To reduce the recycle problems of the central tank battery (CTB), a deethanizer can be added to process liquids separated in compressor scrubbers. The addition of the deethanizer allows a specification NGL product to be produced. However, some operational difficulties can be encountered. Choke heaters may be required on high pressure streams flashed to lower pressures in order to prevent hydrate formation. Also, depending on the composition and production pressure levels, gases may have conditions near their critical region during compression and cooling. This can result in erratic levels in the scrubbers operating in this critical region.

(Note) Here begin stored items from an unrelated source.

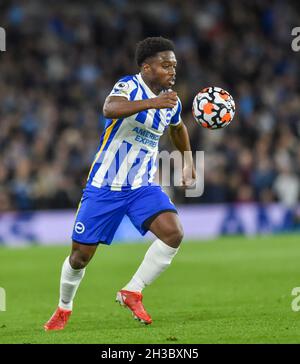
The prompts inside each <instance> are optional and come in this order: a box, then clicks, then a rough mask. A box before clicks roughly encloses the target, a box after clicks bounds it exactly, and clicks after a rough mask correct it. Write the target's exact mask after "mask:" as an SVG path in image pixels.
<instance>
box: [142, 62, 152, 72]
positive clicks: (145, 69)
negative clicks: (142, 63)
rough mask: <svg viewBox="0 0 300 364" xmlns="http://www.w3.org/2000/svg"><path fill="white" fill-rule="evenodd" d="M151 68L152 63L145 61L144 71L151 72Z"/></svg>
mask: <svg viewBox="0 0 300 364" xmlns="http://www.w3.org/2000/svg"><path fill="white" fill-rule="evenodd" d="M150 69H151V67H150V65H149V64H148V63H143V64H142V70H143V72H144V73H149V72H150Z"/></svg>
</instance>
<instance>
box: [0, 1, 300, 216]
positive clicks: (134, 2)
mask: <svg viewBox="0 0 300 364" xmlns="http://www.w3.org/2000/svg"><path fill="white" fill-rule="evenodd" d="M299 14H300V11H299V5H297V3H296V2H286V1H283V0H282V1H280V0H278V1H269V0H253V1H251V2H250V1H246V0H231V1H221V0H205V1H201V2H200V1H192V0H190V1H181V0H164V1H154V0H151V1H142V2H136V1H131V0H106V1H87V2H80V1H66V0H61V1H59V2H57V1H51V0H48V1H47V2H46V1H38V0H28V1H26V0H20V1H1V4H0V26H1V27H3V28H5V29H6V35H7V39H6V48H7V50H6V52H0V211H6V210H31V209H54V208H73V207H76V206H77V204H78V202H79V199H80V196H81V191H82V188H83V186H84V183H85V180H86V177H87V174H88V171H89V167H90V164H91V162H92V160H93V157H94V153H95V151H96V149H97V146H98V143H99V139H100V134H101V132H102V130H103V126H104V119H103V116H102V115H101V112H102V105H103V102H104V99H105V97H106V96H107V94H108V93H109V92H110V90H111V88H112V86H113V85H114V83H115V82H116V81H117V80H118V79H119V78H120V77H121V76H123V75H127V74H132V73H137V67H136V65H135V64H134V49H135V45H136V43H137V42H138V41H139V40H141V39H143V38H145V37H147V36H158V35H162V36H164V37H169V38H171V39H172V40H173V41H174V42H175V46H176V55H177V58H178V70H177V72H178V74H177V82H176V86H175V87H174V89H175V90H176V91H177V92H178V94H179V96H180V98H181V100H182V104H183V113H182V116H183V120H184V121H185V123H186V125H187V127H188V129H189V133H190V138H191V143H192V149H193V151H196V150H203V151H205V190H204V194H203V196H201V197H199V198H189V199H187V198H185V197H184V192H183V191H182V190H181V189H180V188H172V189H171V190H169V193H170V194H171V197H172V198H173V200H174V202H176V203H223V202H251V201H260V202H263V203H267V202H271V201H277V200H278V201H281V202H282V203H284V204H285V205H287V206H291V207H292V206H294V205H295V204H296V203H297V201H298V196H299V189H300V180H299V176H300V143H299V136H300V93H299V89H300V86H299V81H298V80H299V79H300V62H299V53H297V52H294V51H293V50H292V48H291V42H292V36H291V30H292V28H293V27H295V26H300V16H299ZM209 85H215V86H220V87H223V88H224V89H226V90H228V91H229V92H230V93H231V94H232V95H233V97H234V99H235V101H236V106H237V111H236V116H235V118H234V120H233V122H232V123H231V125H230V126H229V127H227V128H226V129H224V130H218V131H209V130H206V129H202V128H201V127H200V126H198V125H197V124H196V122H195V121H194V120H193V117H192V113H191V104H192V100H193V97H194V95H195V94H196V93H197V92H198V91H199V90H200V89H202V88H204V87H206V86H209ZM160 148H161V149H167V150H172V149H173V147H172V146H171V144H170V140H169V138H168V136H167V135H164V136H163V137H162V139H161V142H160Z"/></svg>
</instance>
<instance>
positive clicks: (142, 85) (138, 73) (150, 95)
mask: <svg viewBox="0 0 300 364" xmlns="http://www.w3.org/2000/svg"><path fill="white" fill-rule="evenodd" d="M137 79H138V80H139V83H140V84H141V85H142V86H143V87H144V89H145V90H146V92H147V94H148V96H150V97H157V96H158V95H155V93H154V92H153V91H152V90H151V89H150V88H149V86H147V85H146V83H145V81H144V80H143V77H142V75H141V74H140V73H138V74H137Z"/></svg>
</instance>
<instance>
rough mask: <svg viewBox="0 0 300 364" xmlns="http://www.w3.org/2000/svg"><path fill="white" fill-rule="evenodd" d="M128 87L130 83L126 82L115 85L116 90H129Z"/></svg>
mask: <svg viewBox="0 0 300 364" xmlns="http://www.w3.org/2000/svg"><path fill="white" fill-rule="evenodd" d="M128 88H129V85H128V83H126V82H122V81H121V82H118V83H117V84H116V86H115V87H114V90H115V91H127V90H128Z"/></svg>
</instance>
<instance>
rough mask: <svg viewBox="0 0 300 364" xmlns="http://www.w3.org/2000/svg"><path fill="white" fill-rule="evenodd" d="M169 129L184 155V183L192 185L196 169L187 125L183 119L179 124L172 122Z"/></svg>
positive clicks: (192, 183)
mask: <svg viewBox="0 0 300 364" xmlns="http://www.w3.org/2000/svg"><path fill="white" fill-rule="evenodd" d="M169 130H170V137H171V140H172V142H173V144H174V145H175V147H176V148H177V149H178V150H179V151H180V152H181V154H182V155H183V157H184V168H183V173H182V177H183V185H184V186H191V185H193V184H194V182H195V179H196V170H195V166H194V162H193V155H192V150H191V143H190V137H189V134H188V130H187V127H186V126H185V125H184V123H183V121H180V123H179V124H177V125H172V124H170V128H169ZM184 152H189V153H184Z"/></svg>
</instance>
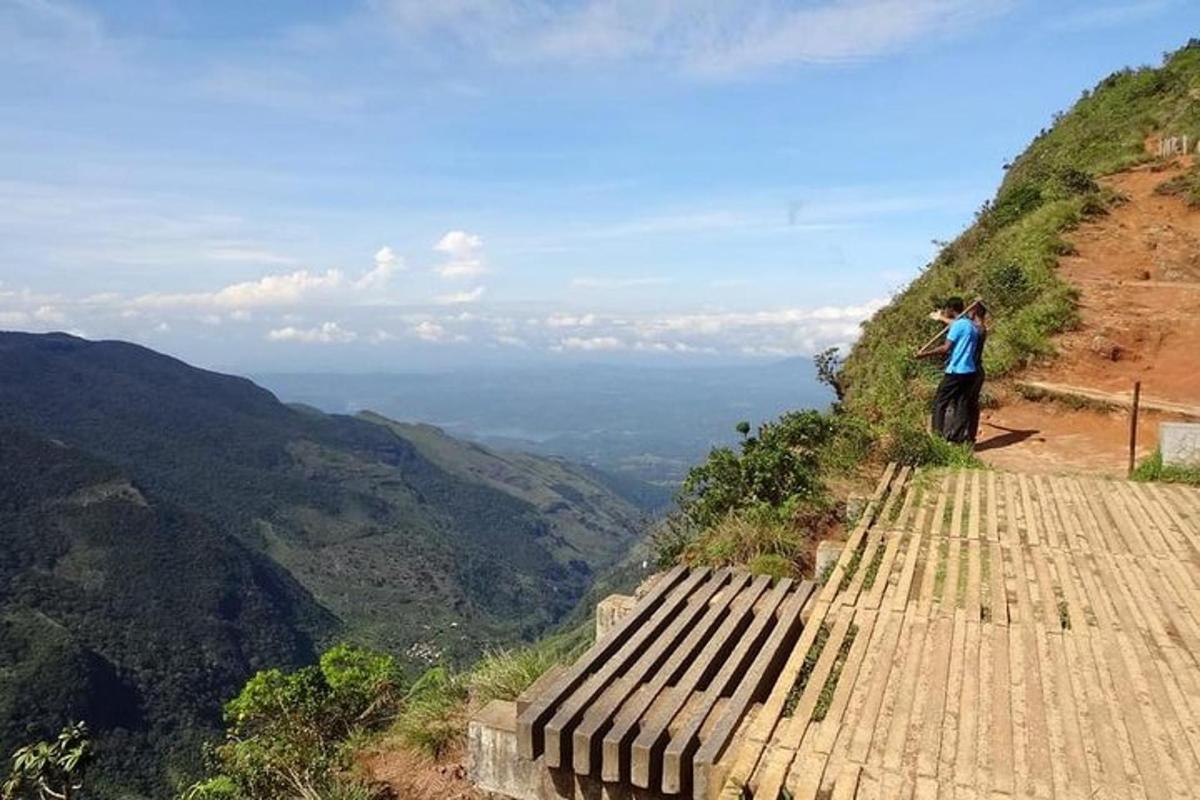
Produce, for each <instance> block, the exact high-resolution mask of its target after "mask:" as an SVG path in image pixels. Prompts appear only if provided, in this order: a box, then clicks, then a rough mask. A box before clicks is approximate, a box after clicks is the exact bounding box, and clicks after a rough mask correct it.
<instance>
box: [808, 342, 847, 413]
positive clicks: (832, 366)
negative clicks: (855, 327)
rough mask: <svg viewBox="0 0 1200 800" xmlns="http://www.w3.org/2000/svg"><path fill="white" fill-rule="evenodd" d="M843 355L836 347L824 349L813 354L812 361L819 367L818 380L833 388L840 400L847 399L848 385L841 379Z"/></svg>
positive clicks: (834, 395)
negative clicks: (816, 353)
mask: <svg viewBox="0 0 1200 800" xmlns="http://www.w3.org/2000/svg"><path fill="white" fill-rule="evenodd" d="M842 361H844V359H842V356H841V354H840V351H839V349H838V348H836V347H832V348H829V349H827V350H822V351H821V353H817V354H816V355H815V356H812V362H814V363H815V365H816V367H817V380H820V381H821V383H822V384H824V385H826V386H828V387H829V389H832V390H833V393H834V396H835V397H836V398H838V402H839V403H841V402H842V401H844V399H846V387H845V385H842V381H841V374H840V372H841V365H842Z"/></svg>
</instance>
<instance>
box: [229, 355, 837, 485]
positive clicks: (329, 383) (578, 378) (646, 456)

With higher energy prices, however, more efficient separation techniques not subject to these problems are in demand for recovery at a production facility of stabilized condensate and specification NGL from natural gas produced from high pressure gas condensate reservoirs. As can be appreciated from the above description, conventional processes such as central tank battery (CTB) facilities can require a large amount of compression and are therefore inefficient. Similarly, as indicated, there are a number of potential problems in utilizing the central tank battery (CTB) with deethanizer system. A demand therefore exists for a stabilization process that is more efficient than these past processes and which is capable at a production facility of producing specification residue gas and natural gas liquids as well as specification stabilized condensate products. The present invention meets these requirements in an efficient and economical manner and avoids the problems presented by the past processes.